Potential Societal Savings From Reduced Sodium Consumption in the U.S. Adult Population

RAND, Pardee RAND Graduate School, 1776 Main Street, PO Box 2138, Santa Monica, CA 90407, USA.
American journal of health promotion: AJHP (Impact Factor: 2.37). 09/2009; 24(1):49-57. DOI: 10.4278/ajhp.080826-QUAN-164
Source: PubMed


Policies that address the food environment at the population level may help prevent chronic disease, but their value to society is still uncertain. Dietary sodium is linked to increased prevalence of hypertension, a primary risk factor for cardiovascular and renal diseases. This study calculates the potential societal savings of reducing hypertension and related cardiovascular disease via a reduction in population-level sodium intake. On average, U.S. adults consume almost twice the recommended maximum of dietary sodium, most of it from processed foods.

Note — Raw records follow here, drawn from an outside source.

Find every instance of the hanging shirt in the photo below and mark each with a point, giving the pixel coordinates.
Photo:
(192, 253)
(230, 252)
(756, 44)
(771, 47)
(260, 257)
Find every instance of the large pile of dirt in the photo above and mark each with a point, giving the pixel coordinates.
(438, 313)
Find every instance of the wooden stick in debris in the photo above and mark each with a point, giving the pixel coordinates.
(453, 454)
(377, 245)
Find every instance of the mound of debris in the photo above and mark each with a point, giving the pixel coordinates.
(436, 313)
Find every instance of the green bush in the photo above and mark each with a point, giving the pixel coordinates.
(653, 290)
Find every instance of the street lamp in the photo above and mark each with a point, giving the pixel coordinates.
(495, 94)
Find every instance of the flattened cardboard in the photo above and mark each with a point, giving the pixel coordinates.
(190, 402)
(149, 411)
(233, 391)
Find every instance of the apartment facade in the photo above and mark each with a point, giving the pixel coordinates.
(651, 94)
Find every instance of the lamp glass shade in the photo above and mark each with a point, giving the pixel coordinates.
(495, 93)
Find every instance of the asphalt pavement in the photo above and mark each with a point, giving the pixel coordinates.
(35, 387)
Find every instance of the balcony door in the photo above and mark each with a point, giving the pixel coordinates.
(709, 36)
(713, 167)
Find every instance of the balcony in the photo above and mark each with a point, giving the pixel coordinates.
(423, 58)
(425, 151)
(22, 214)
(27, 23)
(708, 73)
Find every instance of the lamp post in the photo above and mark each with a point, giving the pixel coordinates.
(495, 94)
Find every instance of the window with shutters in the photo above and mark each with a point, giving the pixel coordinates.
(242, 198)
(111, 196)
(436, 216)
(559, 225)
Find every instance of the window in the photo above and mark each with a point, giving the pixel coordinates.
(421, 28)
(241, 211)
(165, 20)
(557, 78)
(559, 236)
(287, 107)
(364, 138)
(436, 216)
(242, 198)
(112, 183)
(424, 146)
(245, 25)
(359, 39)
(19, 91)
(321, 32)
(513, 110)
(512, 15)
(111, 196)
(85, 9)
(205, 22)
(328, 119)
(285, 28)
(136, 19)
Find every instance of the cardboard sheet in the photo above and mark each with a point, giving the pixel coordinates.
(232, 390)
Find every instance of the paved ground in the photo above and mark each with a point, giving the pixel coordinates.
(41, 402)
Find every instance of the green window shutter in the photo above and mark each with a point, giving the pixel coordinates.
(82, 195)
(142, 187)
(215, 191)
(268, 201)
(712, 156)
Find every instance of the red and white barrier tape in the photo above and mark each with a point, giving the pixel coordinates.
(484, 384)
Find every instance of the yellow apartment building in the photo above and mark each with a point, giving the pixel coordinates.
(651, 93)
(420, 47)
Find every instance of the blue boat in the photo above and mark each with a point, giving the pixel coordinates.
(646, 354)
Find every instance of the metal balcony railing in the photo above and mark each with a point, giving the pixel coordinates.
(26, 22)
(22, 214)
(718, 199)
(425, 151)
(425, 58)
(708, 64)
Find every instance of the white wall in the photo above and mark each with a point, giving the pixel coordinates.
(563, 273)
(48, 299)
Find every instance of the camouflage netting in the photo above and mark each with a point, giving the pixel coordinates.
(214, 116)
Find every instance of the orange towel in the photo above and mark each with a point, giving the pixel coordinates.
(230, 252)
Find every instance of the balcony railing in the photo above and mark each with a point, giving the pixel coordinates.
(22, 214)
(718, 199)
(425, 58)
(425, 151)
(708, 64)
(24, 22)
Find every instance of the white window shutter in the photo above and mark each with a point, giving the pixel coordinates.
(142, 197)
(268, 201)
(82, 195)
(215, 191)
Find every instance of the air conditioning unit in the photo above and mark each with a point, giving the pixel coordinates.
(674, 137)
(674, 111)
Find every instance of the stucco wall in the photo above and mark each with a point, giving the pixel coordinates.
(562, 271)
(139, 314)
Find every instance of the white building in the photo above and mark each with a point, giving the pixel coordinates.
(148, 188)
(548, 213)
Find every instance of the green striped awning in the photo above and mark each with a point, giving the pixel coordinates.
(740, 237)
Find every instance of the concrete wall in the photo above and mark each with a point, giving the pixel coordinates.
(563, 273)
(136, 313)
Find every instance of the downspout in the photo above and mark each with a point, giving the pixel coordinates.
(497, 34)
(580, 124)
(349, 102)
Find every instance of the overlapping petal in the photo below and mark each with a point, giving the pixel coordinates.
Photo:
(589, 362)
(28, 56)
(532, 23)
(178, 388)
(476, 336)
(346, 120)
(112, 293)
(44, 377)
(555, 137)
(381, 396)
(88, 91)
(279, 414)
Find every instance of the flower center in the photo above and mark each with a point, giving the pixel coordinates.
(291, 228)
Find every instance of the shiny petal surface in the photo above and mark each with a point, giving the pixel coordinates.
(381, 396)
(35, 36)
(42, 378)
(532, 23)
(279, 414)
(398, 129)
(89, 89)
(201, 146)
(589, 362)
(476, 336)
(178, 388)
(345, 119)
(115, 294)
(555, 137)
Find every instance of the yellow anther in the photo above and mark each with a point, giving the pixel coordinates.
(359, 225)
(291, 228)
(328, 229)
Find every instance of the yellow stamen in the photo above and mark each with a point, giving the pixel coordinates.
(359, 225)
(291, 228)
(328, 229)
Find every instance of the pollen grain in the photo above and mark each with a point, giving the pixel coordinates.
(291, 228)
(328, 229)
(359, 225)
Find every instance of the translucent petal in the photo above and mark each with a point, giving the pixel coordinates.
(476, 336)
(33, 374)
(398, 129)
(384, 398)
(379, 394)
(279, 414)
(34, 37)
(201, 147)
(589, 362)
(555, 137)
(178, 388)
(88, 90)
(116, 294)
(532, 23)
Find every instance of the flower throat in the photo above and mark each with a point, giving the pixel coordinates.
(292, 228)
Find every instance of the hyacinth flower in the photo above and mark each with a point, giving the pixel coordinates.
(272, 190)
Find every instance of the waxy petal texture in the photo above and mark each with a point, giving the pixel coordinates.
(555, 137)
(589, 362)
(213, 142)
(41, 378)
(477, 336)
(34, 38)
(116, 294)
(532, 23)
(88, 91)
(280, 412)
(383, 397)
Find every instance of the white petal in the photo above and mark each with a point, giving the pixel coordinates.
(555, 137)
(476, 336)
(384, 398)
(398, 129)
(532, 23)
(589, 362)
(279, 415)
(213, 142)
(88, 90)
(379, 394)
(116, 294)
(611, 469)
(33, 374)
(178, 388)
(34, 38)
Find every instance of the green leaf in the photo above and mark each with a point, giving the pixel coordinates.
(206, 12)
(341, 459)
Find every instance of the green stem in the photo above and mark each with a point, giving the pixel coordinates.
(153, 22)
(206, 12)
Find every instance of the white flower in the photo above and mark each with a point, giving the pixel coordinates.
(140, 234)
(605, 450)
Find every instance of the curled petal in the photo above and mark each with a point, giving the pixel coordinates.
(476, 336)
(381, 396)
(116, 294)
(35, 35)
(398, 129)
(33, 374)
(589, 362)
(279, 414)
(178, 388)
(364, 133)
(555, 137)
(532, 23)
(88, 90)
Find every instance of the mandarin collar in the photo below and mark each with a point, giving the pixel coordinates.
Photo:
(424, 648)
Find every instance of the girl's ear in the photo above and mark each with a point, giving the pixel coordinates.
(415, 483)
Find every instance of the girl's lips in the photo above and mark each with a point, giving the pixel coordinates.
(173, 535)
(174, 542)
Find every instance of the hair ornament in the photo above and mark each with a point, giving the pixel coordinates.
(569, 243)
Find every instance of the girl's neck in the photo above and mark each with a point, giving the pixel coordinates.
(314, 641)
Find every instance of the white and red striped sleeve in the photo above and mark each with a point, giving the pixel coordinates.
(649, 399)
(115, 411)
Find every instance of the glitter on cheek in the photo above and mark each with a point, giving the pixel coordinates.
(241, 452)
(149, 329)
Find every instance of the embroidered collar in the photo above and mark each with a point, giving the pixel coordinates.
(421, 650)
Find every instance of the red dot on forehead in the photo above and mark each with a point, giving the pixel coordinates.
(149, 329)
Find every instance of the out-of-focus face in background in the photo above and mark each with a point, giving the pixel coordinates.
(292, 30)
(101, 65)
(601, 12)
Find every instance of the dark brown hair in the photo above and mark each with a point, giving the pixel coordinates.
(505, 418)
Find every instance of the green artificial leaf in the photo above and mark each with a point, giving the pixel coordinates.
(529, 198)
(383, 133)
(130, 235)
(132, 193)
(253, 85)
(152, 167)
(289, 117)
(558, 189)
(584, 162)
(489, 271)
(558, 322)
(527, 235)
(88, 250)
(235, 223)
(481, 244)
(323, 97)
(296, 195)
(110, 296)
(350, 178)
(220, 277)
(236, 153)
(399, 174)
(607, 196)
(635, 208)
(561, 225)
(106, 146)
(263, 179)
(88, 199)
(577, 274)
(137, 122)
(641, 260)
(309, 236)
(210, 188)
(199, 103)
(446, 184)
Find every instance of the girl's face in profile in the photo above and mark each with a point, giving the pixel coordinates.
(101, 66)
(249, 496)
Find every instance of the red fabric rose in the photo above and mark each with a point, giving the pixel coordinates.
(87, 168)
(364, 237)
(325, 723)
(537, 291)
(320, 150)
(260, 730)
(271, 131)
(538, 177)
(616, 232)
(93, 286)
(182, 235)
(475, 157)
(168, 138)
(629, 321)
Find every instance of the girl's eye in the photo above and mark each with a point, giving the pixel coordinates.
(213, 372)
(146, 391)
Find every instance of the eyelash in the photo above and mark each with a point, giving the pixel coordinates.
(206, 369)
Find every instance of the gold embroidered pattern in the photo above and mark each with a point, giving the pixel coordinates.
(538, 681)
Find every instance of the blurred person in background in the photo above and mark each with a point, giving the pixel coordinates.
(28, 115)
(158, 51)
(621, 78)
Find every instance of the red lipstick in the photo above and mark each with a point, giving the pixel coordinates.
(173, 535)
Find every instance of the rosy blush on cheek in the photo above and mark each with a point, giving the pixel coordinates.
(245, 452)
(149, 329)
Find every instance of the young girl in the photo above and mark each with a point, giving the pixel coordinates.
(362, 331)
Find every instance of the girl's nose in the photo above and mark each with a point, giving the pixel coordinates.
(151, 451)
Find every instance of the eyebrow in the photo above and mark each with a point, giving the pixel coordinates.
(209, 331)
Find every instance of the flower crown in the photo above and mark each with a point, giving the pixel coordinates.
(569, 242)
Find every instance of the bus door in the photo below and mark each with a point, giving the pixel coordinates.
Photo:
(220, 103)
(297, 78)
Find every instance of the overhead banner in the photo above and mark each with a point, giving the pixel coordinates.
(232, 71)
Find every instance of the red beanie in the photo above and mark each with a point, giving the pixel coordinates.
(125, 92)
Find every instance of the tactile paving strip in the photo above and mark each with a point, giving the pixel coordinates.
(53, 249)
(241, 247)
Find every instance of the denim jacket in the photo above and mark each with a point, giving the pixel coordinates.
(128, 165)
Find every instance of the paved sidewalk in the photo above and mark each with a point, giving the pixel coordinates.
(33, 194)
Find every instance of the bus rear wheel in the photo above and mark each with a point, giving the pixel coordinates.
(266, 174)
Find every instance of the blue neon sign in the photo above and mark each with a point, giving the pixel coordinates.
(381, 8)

This study modeled sodium-reduction scenarios by using a cross-sectional simulation approach. The model used population-level data on blood pressure, antihypertensive medication use, and sodium intake from the National Health and Nutrition Examination Survey (1999-2004). This data was then combined with parameters from the literature on sodium effects, disease outcomes, costs, and quality of life to yield model outcomes.
This study calculated the following outcome measures: hypertension prevalence, direct health care costs, and quality-adjusted life years for noninstitutionalized U.S. adults.
The simulation was conducted with STATA 9.2 and Microsoft Excel. Survey weights were used to calculate population averages.
Reducing average population sodium intake to 2300 mg per day, the recommended maximum for adults, may reduce cases of hypertension by 11 million, save $18 billion health care dollars, and gain 312,000 QALYs that are worth $32 billion annually. Greater reductions in population sodium consumption bring even greater savings to society.
Large benefits to society may result from efforts to lower sodium consumption on a population level by modest amounts over time. Although savings in direct health care costs are likely to be quite high, they could easily be matched or exceeded by the value of quality-of-life improvements.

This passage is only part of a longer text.